Panek finished the 13.1-mile race in 2 hours, 20 minutes and 51 seconds. Labrador guide dogs Westley, Waffle and Gus took to the pavement in relay-style with their own bibs to make sure Panek navigated crowds, potholes and curbs safely.

The 48-year-old lost his vision in his 20s to retinitis pigmentosa, a rare and incurable eye disease. He now serves as the president and CEO of Guiding Eyes for the Blind, a New York-based non-profit that provides guide dogs to those who are blind or visually impaired.

Panek, who has completed 20 marathons with human guides, was a runner in his teens. But, as he gradually lost his vision, he quit running and was too uncomfortable to even cross the street. However, he received his first guide dog at the age of 26, on the same day he met his future wife.

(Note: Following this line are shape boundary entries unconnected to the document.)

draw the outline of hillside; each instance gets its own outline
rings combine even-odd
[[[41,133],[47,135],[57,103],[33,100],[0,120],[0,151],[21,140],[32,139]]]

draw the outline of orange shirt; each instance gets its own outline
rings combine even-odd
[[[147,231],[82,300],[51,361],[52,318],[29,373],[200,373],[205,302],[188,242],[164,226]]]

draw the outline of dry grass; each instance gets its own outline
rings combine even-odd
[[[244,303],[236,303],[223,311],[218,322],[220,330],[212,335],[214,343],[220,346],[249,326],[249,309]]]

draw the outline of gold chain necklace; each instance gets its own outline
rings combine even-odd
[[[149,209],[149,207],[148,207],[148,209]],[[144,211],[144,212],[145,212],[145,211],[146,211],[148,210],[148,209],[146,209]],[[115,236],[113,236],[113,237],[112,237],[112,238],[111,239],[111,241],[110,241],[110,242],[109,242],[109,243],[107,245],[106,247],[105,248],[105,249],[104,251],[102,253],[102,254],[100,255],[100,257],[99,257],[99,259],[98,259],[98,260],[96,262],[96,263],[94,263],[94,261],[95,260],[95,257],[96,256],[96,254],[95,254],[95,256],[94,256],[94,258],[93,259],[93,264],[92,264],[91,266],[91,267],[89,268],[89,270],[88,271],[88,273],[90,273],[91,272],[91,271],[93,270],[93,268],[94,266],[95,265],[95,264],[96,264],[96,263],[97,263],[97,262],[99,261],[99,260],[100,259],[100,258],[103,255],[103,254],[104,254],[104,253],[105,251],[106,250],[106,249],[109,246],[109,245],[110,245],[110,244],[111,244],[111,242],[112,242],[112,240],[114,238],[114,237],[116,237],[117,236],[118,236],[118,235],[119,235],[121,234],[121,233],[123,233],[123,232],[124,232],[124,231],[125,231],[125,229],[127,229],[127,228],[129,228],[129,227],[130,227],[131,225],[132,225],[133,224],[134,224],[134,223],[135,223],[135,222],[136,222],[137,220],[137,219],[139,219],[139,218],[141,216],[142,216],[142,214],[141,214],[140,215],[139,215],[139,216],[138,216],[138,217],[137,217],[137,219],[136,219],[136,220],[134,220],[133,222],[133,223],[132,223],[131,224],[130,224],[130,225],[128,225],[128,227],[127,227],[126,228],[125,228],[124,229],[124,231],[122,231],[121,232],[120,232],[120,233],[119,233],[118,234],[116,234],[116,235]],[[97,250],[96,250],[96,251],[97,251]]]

“Having that guide dog gave me the confidence to fall in love, get a job, have children,” he told the NY Post.

Now he’s working hard to help others acquire these life-changing canines.

While there are about 175 dogs in the Guiding Eyes for the Blind training program, not all of them are cut out to be running guides. Roughly five to 10 make the cut each year.

“There’s a big demand from people who have vision loss that want to be active, want to be well like the rest of us, want to get out there with their dog,” Panek told ABC 7.

Panek hopes to inspire others with visual impairments to “put one foot in front of the other” and stay active.

As for the scene at the NY Half Marathon finish line, there were tears, tail wags and wet sloppy kisses — makings for a great ending to any race.